Иммигранты приезжают сюда, полные надежд, готовые на жертвы, готовые работать. Америка дает им иллюзию, что они справятся, если не в первом поколении, то во втором или в третьем. Для негров же все по-другому: поколения сменяют поколения, а радикальных перемен нет. Сейчас они чувствуют себя жертвами, потеряли надежду и, как больные, утратившие веру в выздоровление, плывут по течению. Они выдохлись. Китайские, индийские, русские иммигранты взбираются по социальной и экономической лестнице, опираясь на поддержку прочной традиционной семьи. У афроамериканцев нет теперь и этой поддержки, для них семьи больше не существует: семьдесят пять процентов черных младенцев рождаются вне брака.

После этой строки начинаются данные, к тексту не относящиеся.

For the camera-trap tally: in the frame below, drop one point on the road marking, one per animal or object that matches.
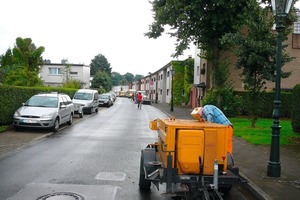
(111, 176)
(90, 192)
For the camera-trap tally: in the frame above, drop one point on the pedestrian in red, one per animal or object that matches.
(139, 100)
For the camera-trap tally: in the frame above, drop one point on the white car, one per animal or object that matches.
(48, 110)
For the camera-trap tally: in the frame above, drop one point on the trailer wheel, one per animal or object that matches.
(143, 183)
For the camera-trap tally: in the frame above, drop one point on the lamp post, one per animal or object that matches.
(280, 9)
(172, 93)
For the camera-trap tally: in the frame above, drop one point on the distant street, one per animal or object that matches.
(94, 159)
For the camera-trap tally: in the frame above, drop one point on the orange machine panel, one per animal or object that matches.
(215, 149)
(190, 148)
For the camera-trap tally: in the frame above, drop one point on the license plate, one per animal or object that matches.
(29, 121)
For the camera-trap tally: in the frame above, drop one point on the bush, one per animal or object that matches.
(296, 109)
(226, 100)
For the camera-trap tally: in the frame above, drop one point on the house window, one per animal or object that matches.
(55, 71)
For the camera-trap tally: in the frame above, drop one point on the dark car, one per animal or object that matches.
(105, 100)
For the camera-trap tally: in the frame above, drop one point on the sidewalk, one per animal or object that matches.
(252, 161)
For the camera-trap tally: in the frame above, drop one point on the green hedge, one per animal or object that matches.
(12, 97)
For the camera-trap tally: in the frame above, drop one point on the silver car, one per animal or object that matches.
(45, 111)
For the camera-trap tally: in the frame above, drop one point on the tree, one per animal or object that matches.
(102, 80)
(27, 55)
(22, 63)
(203, 22)
(255, 47)
(116, 78)
(100, 63)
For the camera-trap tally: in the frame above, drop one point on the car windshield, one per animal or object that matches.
(83, 96)
(103, 97)
(42, 101)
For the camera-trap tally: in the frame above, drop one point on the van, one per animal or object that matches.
(85, 101)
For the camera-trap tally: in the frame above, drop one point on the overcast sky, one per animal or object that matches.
(79, 30)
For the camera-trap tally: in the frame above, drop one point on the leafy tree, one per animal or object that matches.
(256, 50)
(102, 80)
(27, 55)
(203, 22)
(100, 63)
(123, 82)
(116, 78)
(22, 63)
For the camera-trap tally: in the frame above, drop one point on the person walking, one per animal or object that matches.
(139, 100)
(211, 113)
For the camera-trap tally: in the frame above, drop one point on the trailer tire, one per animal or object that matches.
(143, 183)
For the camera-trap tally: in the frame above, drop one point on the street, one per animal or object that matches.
(96, 158)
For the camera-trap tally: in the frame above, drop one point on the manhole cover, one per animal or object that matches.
(61, 196)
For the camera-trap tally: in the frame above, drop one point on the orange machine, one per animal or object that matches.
(189, 157)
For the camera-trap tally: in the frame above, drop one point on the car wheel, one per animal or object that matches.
(81, 115)
(56, 125)
(70, 119)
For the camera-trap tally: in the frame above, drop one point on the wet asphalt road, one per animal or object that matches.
(97, 158)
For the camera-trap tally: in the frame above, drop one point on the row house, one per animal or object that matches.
(157, 85)
(202, 80)
(55, 74)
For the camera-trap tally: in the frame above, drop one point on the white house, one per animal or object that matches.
(55, 74)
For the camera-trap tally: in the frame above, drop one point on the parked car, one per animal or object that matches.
(105, 100)
(48, 110)
(85, 101)
(113, 95)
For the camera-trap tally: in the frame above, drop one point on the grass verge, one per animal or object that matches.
(262, 133)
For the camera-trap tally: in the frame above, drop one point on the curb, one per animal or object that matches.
(253, 188)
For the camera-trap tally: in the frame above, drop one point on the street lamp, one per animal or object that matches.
(280, 9)
(172, 93)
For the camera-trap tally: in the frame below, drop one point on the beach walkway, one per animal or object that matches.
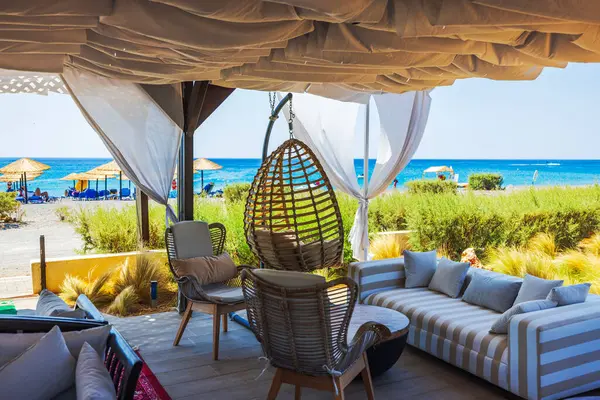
(19, 245)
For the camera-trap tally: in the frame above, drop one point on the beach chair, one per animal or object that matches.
(208, 189)
(460, 185)
(126, 193)
(33, 199)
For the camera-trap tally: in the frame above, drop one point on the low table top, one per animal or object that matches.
(396, 322)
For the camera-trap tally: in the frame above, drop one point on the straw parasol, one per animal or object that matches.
(24, 166)
(111, 168)
(85, 176)
(204, 164)
(16, 177)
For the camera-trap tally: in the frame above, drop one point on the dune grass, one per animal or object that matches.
(388, 246)
(573, 266)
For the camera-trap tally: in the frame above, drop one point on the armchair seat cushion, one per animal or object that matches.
(222, 293)
(207, 270)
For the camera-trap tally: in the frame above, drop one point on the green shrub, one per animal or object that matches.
(436, 186)
(485, 181)
(388, 212)
(114, 230)
(443, 221)
(454, 223)
(236, 192)
(9, 207)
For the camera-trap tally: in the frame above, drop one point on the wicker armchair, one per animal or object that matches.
(188, 239)
(303, 332)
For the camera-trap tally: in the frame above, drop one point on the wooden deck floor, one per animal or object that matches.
(188, 371)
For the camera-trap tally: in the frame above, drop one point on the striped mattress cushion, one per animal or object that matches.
(437, 320)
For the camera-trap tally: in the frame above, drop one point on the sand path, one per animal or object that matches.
(19, 245)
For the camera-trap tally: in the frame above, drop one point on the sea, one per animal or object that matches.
(515, 172)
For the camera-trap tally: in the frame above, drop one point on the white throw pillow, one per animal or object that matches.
(49, 366)
(13, 344)
(50, 305)
(501, 325)
(92, 380)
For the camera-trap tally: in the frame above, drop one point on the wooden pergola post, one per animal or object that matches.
(200, 100)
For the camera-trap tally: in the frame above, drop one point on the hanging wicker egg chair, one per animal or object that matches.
(292, 219)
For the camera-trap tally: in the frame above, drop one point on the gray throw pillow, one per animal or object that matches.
(50, 305)
(13, 344)
(43, 371)
(566, 295)
(535, 288)
(449, 277)
(501, 325)
(497, 293)
(92, 380)
(419, 268)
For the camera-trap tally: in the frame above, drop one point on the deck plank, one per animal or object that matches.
(188, 372)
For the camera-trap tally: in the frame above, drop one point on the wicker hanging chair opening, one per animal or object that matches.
(292, 219)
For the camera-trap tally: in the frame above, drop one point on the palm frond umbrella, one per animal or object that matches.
(111, 168)
(86, 176)
(103, 175)
(24, 166)
(204, 164)
(17, 177)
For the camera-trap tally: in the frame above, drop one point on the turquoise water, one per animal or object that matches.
(515, 172)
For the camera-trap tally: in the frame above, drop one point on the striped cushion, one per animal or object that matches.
(432, 313)
(377, 276)
(555, 353)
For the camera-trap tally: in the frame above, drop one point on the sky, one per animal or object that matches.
(553, 117)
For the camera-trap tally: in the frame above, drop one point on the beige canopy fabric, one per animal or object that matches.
(204, 164)
(24, 165)
(300, 45)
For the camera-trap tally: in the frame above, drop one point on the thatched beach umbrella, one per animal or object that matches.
(103, 175)
(85, 176)
(24, 166)
(204, 164)
(111, 168)
(17, 177)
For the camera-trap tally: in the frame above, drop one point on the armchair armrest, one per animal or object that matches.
(376, 276)
(555, 353)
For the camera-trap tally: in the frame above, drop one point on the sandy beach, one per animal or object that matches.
(19, 244)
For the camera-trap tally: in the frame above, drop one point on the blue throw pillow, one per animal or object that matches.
(449, 277)
(496, 292)
(419, 268)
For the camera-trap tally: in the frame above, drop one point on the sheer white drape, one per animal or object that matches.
(143, 139)
(329, 128)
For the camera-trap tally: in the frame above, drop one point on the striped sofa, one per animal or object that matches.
(548, 354)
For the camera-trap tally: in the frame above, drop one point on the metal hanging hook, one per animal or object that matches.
(291, 120)
(272, 98)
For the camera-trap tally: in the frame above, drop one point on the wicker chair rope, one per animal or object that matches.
(292, 219)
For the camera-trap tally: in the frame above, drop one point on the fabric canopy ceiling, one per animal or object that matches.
(300, 45)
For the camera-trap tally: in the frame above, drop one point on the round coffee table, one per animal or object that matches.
(385, 354)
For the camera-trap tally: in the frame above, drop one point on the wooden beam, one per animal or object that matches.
(144, 219)
(200, 100)
(215, 96)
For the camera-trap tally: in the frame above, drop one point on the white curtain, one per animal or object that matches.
(329, 128)
(142, 137)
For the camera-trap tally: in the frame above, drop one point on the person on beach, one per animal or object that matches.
(39, 193)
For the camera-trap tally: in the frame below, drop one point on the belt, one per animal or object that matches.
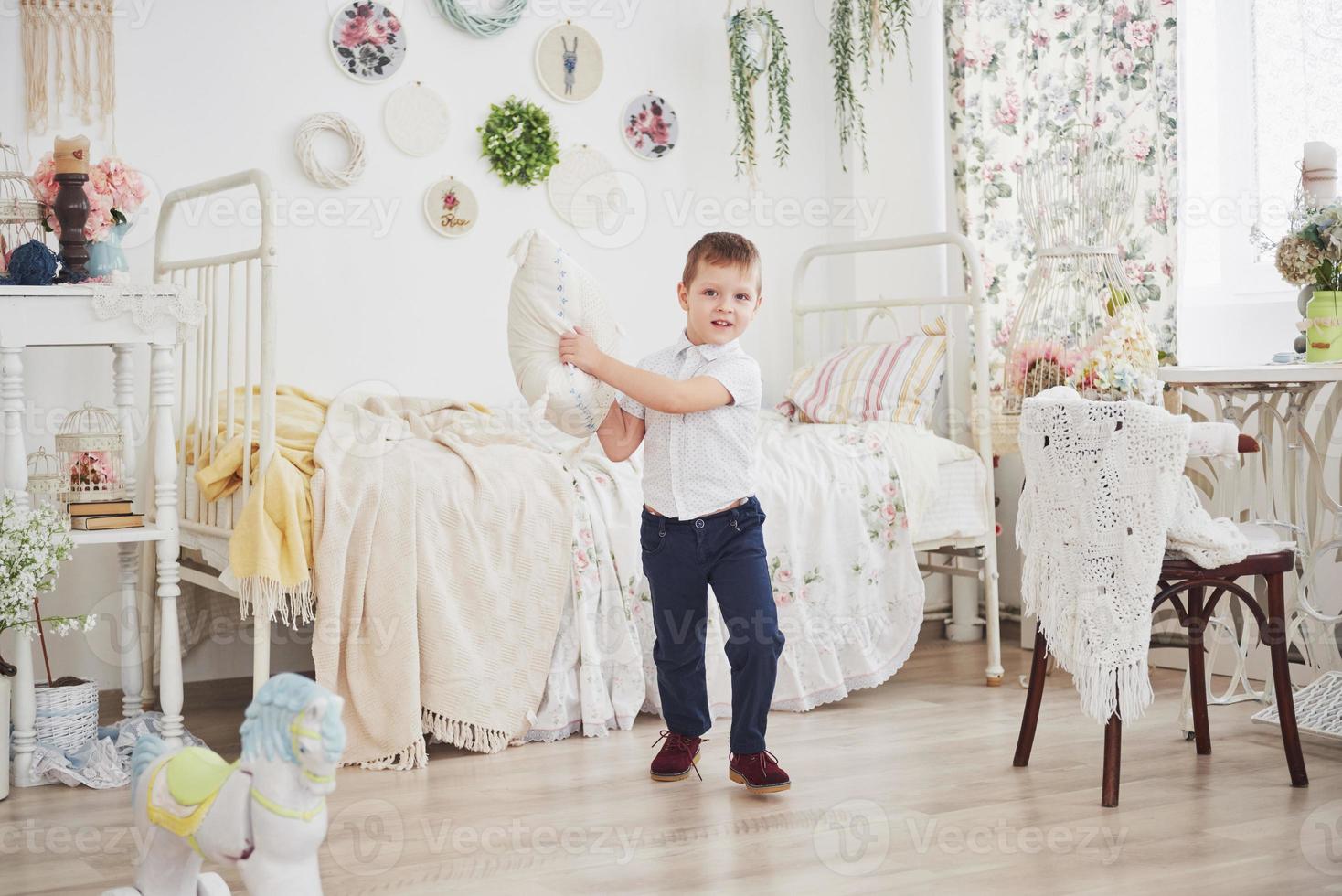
(717, 513)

Стоит оглянуться по сторонам — и сразу понимаешь, насколько глубоко, несмотря на весь свой хваленый демократизм, разделено американское общество, сколько в нем неравенства. Иногда наблюдаемое напоминало мне Йоханнесбург времен апартеида, где я был в начале шестидесятых. Там днем город становился белым: белые на улице, белые в офисах и магазинах. Только к вечеру, когда все закрывалось и жизнь в центре замирала, откуда-то из чрева земли появлялись толпы черных, которые регулярно поддерживали эту систему в рабочем состоянии, подметали, мыли, убирали, чтобы потом в автобусах «только для цветных» вернуться в свои пригороды. Вот и в Нью-Йорке происходило нечто похожее: некоторые районы и маршруты подземки, казалось, были отведены для представителей определенной расы. И я видел, как из железных дверей, ведущих в подвалы ресторанов и супермаркетов, выходят только негры и латиноамериканцы, нагруженные мешками с мусором. Даже человеческая панорама моего любимого Сентрал Парка меняла цвет в течение суток. Сначала преобладал белый: это были приверженцы трусцы — джоггеры, велосипедисты, владельцы собак, любители птиц или просто утренних прогулок; затем он постепенно темнел после девяти с появлением черных нянь. Они выводили на прогулку детей белых родителей, которые к этому времени уже отправились в офисы.